Daniel Harris

Daniel Harris is the brains behind one of London’s only micromills — the London Cloth Company. He’s restored old weaving equipment, gleaned advice from the, shall we say, elderly masters of the loom, and is making his own tweed. And look at how well he dresses. He’s taking it properly old school. Josh Jones had a quick chat.

Is there any connection between you being called Daniel Harris and making tweed and Harris Tweed?
None whatsoever; it’s just a coincidence. The Harris trade mark was first established in 1906; Harris tweed can only be produced in the highlands by islanders. We just make your common household or garden variety of Tweed. I did contemplate for a little while calling the company Daniel Harris Tweed, though I may have encountered some legal problems! We can and do make classic tweeds and checks, but we’re particularly interested in experimenting and playing around with the traditional techniques and designs to create something different, something unique for that client.

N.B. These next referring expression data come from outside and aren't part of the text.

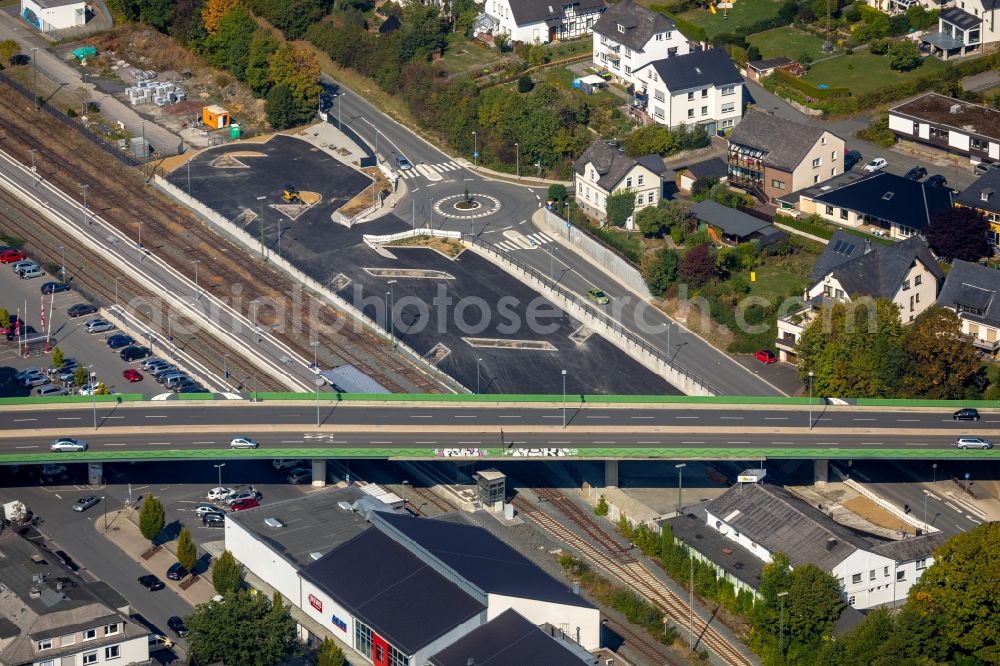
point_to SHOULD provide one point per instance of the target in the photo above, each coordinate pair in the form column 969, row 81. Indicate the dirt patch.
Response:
column 876, row 515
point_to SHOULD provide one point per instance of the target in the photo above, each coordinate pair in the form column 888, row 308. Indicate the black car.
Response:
column 176, row 625
column 966, row 414
column 151, row 582
column 177, row 572
column 81, row 309
column 119, row 340
column 134, row 353
column 54, row 287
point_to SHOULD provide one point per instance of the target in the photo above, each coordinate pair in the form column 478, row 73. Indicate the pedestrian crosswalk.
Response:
column 525, row 242
column 431, row 171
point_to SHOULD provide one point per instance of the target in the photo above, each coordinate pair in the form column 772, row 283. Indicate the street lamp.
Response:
column 680, row 484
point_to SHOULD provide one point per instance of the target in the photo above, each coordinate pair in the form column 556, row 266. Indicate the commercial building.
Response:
column 50, row 616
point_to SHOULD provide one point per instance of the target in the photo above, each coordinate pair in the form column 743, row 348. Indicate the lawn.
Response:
column 743, row 13
column 790, row 42
column 864, row 72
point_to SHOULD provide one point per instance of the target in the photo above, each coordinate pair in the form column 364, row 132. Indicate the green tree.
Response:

Do you have a favourite piece of machinery? Y’know, that you look at fondly and say goodnight to when you leave for the evening?
We just moved a three-tonne loom 700 miles. It was on the third floor of a mill. I had to hire a crane to lift it out of the building. That was after some of the roof had been taken off. Then it had to be broken down into smaller bits to get it to the new home. So yes, you cannot help but develop a bit of a relationship with these things. It is often very much a love-hate ordeal, they are all old and very erratic. They will work brilliantly for hours on end, and then all of a sudden stop, for no apparent reason, even though nothing has changed. First I try a few different things to fix it, Then I go mental and start dismantling parts. Then realise it was something else in the first place. There is no standard setting or immediate answer, just a lot of tweaking. If I didn’t love it, I would have given up a long time ago. If there was a creative swearing event at the 2012 Olympics, I would represent Great Britain.

Overall, the satisfaction outweighs the frustration, some of the looms have been built entirely from old parts accumulated from all over the country, and these are possibly the best. There’s certainly a lot of pleasure in putting a machine together and seeing how every little mechanism works; they are remarkably complicated in their simplicity.

Do you have old school apprentice lads (or ladies) turning up in cloth caps and brown jackets? Or are you on the lookout for some?
I have several glamorous assistants/skivvies, though they thwart my attempts make them wear brown warehouse coats, cloth caps, eat pies and take dogs around on a bit of hairy old string.

What’s the best thing about doing what you do?
Although much of the work is at times monumentally mundane, fantastically frustrating and tremendously time-consuming, it is also sensationally satisfying when I see the cloth building on the loom, and getting finished fabric back from the finishers. I honestly think it is the nearest thing you can get to magic. I love it.